For instance, due to a shortage of laboratory personnel across Zambia which severely hampered the treatment of people across the country, The Salvation Army’s Chikankata Mission Hospital opened a College of Biomedical Sciences.
The college started with 20 students and four repurposed hospital buildings. Such was the need for this institution, The Salvation Army has partnered with the government and other health care providers to develop a campus able to train more than 200 biomedical scientists each year. Once qualified, they are posted throughout Zambia. A day programme and subsidised fees ensure that the people around the rural area of Chikankata also have the opportunity to train in the college.

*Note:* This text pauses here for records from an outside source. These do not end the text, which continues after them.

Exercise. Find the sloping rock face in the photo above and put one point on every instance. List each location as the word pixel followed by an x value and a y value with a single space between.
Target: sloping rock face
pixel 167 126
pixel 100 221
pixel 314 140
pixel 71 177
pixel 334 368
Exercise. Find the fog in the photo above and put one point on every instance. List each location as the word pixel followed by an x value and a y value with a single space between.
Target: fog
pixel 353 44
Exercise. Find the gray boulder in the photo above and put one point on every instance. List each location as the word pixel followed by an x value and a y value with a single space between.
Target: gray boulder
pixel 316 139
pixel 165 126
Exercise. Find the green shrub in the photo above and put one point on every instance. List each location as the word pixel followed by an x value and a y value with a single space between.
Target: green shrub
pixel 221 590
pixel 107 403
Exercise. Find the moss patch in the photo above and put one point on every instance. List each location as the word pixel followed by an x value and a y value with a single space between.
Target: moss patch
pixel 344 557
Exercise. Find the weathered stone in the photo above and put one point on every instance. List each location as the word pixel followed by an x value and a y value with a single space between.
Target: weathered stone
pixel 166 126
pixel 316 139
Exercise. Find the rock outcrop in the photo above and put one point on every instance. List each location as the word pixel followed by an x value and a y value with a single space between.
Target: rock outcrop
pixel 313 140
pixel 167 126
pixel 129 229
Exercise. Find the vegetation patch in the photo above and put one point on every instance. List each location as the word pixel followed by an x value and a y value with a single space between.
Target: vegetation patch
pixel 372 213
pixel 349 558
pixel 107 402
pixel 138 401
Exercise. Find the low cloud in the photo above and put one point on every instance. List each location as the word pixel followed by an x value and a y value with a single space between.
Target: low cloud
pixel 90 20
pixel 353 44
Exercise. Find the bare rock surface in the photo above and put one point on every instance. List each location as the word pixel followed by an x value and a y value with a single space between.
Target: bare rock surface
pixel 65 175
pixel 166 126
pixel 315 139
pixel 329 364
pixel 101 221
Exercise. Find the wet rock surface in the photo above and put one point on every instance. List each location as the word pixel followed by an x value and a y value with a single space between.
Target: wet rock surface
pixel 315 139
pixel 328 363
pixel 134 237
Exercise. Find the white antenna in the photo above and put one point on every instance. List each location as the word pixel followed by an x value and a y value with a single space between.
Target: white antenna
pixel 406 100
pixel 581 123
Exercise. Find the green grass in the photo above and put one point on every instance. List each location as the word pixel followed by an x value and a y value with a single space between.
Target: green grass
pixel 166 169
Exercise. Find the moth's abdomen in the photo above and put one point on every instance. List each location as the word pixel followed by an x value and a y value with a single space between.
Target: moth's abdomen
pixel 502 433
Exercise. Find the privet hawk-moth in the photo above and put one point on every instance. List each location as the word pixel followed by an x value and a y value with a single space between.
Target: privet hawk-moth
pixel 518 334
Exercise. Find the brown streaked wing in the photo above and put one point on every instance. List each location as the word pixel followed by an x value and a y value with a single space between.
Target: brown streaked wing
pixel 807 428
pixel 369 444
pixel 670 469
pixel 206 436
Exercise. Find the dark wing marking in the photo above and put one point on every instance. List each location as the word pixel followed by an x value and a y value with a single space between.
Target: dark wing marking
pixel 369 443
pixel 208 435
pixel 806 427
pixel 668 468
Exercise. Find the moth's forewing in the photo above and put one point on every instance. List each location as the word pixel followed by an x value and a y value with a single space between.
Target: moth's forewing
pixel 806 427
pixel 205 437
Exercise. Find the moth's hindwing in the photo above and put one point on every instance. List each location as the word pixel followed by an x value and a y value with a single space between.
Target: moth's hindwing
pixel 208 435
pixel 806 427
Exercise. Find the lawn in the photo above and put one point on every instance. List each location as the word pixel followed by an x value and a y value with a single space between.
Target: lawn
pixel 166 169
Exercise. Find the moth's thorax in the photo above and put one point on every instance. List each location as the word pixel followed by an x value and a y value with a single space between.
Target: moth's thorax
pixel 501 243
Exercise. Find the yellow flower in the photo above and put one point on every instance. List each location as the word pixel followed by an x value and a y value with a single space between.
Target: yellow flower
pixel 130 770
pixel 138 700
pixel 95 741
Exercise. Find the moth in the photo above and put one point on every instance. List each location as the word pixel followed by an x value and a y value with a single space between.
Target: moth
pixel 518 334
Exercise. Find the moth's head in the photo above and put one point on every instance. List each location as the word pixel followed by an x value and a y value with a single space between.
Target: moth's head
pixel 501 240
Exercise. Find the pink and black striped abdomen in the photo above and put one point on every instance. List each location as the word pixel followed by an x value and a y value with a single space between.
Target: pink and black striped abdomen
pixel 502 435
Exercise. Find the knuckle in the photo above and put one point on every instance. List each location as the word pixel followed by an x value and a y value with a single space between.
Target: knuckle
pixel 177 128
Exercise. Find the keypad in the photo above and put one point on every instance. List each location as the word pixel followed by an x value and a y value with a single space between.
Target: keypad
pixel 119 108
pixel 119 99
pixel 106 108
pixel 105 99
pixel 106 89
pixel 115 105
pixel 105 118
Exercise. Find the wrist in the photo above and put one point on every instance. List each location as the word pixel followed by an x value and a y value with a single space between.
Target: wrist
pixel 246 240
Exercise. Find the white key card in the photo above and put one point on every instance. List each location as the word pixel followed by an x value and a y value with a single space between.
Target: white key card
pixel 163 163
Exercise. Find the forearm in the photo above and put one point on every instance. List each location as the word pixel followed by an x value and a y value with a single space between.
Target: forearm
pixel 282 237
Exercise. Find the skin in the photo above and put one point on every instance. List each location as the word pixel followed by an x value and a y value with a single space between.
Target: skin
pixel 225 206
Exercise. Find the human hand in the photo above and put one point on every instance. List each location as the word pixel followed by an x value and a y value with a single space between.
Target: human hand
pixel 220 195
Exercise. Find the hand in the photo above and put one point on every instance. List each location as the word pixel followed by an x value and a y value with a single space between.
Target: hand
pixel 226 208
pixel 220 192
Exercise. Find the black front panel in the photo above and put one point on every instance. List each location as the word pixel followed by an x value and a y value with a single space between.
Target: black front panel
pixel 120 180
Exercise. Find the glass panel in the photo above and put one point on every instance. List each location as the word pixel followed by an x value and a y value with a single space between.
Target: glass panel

A student at the College of Biomedical Sciences at The Salvation Army’s Chikankata Mission Hospital in Zambia
Over the last three years, a major focus of Salvation Army hospitals, clinics and community health programmes has been responding to the needs and challenges of COVID-19.
The Evangeline Booth Hospital in Ahmednagar, India, treated the first COVID-19 patients in that district. At the peak of the pandemic, 170 people were being treated on a daily basis.
As well as being the only facility to continue to provide health services to its local catchment area, Andulia Clinic in Bangladesh conducted health awareness events and training amongst the community to help prevent COVID-19. These included targeted campaigns around hygiene, the importance of mask wearing and the need to isolate when COVID-19 positive.
The Urban Aid Clinic in Maamobi, a densely populated area of greater Accra, Ghana, became a focus point for the vaccination programme in that community. Thousands of people were contacted through door-to-door outreach and close to 15,000 people were vaccinated at the clinic.